Suppliers are interested in the industry in which the company operates and making them a source of information about threats or trends is the right move.

3. Distributors

Can offer more than just a channel, because in most industries the distributor is the buyer - the portal to other customers. They know what is right for the market and how to identify barriers to entry in certain markets. Business people also have the opportunity to analyze the market, for example using a SWOT analysis. The information obtained will later be useful for the company to adjust sales and marketing strategies or even turn failure into success.

4. Competitors

a. Direct: Companies that offer similar or identical products or services to the same customers.

b. Indirect: Companies operating in the same or related industry.

c.
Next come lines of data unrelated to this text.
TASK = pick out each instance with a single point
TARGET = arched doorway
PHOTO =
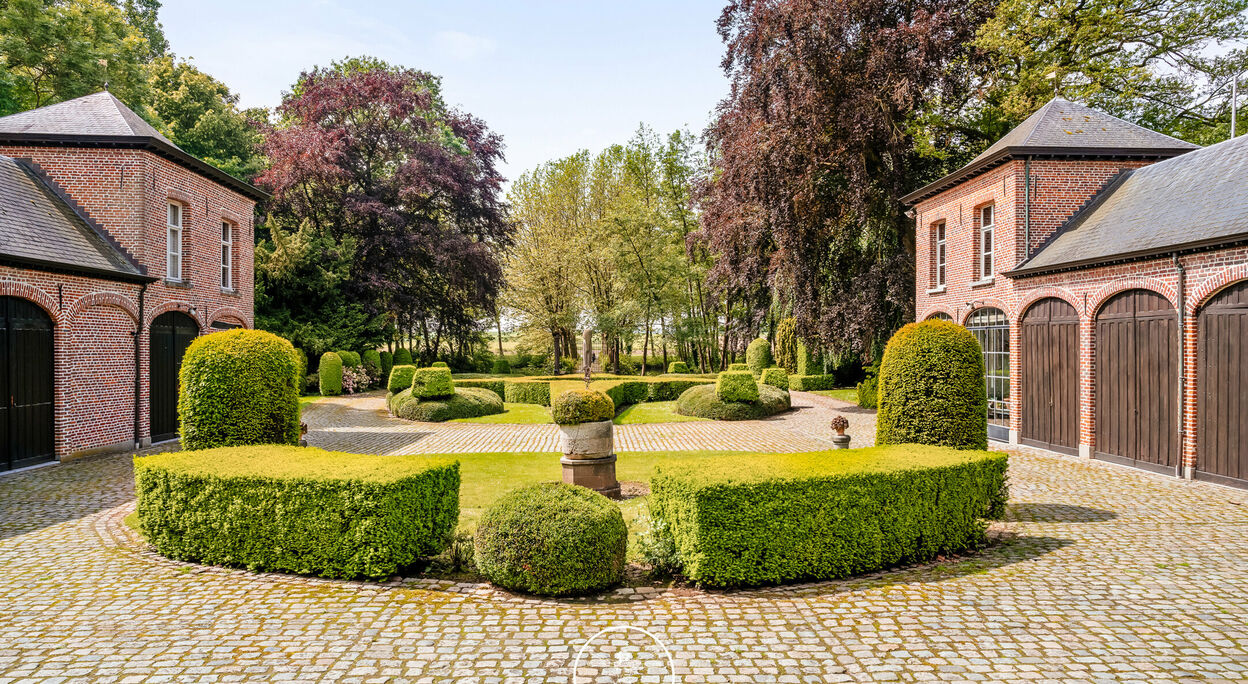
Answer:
(992, 330)
(171, 333)
(1222, 433)
(1051, 376)
(1137, 381)
(26, 382)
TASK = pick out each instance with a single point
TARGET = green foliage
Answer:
(755, 519)
(736, 386)
(528, 392)
(931, 388)
(464, 402)
(431, 383)
(552, 539)
(703, 402)
(811, 383)
(330, 370)
(238, 387)
(775, 377)
(677, 367)
(280, 508)
(401, 378)
(573, 407)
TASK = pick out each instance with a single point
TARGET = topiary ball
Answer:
(582, 406)
(758, 356)
(736, 386)
(238, 387)
(931, 388)
(552, 539)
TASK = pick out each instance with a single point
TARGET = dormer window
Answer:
(174, 242)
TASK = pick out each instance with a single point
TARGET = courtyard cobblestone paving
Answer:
(1100, 574)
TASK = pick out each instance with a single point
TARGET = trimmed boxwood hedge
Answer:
(466, 402)
(931, 388)
(330, 371)
(297, 509)
(552, 539)
(573, 407)
(755, 519)
(736, 386)
(702, 402)
(238, 387)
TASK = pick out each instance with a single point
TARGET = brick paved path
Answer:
(1105, 574)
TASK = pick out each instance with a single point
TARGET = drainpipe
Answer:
(139, 387)
(1182, 365)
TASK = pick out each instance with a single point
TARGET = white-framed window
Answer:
(226, 256)
(174, 242)
(986, 244)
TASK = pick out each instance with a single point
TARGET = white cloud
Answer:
(464, 46)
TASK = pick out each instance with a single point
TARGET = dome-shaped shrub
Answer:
(758, 356)
(238, 387)
(582, 406)
(552, 539)
(931, 388)
(330, 370)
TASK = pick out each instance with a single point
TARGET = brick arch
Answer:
(1123, 285)
(102, 298)
(20, 290)
(1214, 283)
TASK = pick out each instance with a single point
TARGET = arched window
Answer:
(992, 330)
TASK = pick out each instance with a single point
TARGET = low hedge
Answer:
(467, 402)
(755, 519)
(736, 386)
(432, 383)
(330, 371)
(297, 509)
(573, 407)
(811, 383)
(775, 377)
(238, 387)
(527, 392)
(552, 539)
(703, 402)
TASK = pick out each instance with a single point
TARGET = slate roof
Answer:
(39, 229)
(1065, 129)
(1194, 201)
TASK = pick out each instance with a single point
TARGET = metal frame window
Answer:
(174, 242)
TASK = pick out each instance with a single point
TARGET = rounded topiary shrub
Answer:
(758, 356)
(552, 539)
(931, 388)
(238, 387)
(330, 371)
(582, 406)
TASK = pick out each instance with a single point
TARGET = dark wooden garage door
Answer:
(1222, 434)
(25, 385)
(1137, 381)
(1051, 376)
(171, 335)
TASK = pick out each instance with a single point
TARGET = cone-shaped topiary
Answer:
(931, 388)
(552, 539)
(758, 356)
(238, 387)
(330, 371)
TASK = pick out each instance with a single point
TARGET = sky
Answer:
(550, 76)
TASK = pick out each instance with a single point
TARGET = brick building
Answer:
(116, 249)
(1105, 270)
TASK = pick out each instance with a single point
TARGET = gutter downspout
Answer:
(139, 336)
(1182, 366)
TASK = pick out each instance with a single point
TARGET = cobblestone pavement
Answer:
(361, 425)
(1101, 574)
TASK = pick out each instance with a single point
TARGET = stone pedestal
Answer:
(588, 457)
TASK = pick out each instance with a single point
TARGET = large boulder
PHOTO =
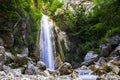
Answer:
(116, 52)
(90, 58)
(30, 69)
(25, 51)
(2, 56)
(1, 42)
(9, 57)
(21, 59)
(65, 69)
(90, 55)
(105, 49)
(41, 65)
Subtitute: A company operating in a different industry but offering similar or identical products or services.

5. Substitutes

Are there other offerings that customers perceive as alternatives to the product or service used

6. Impact

These technologies have a huge impact (either directly or indirectly) on products, services, and industries, making the competitive environment increasingly uncertain.

7. Demographics

A key component of customers is the demographic makeup of that population, whether they are customers or not. Demographics largely define the landscape and are critical to developing products that serve a segment (or majority) of customers.

8. Culture

Including Society, lifestyle and behavior - which are constantly changing. Cultural analysis can provide certainty whether the product or service offered is in accordance with current social issues or trends.

9. Economy Economic

conditions clearly impact customers - their buying behavior and purchasing power. Responsive companies adapt their products or services to the existing economic situation.

10. Regulation: Industry and Government

This is the biggest factor that can influence marketing decisions. Companies should always do their homework by finding out which regulations are in preparation or pending - whether they affect our company's products or services.

11. Other Industries

All companies will definitely have an impact on the local industry, so companies must pay attention to the indirect market.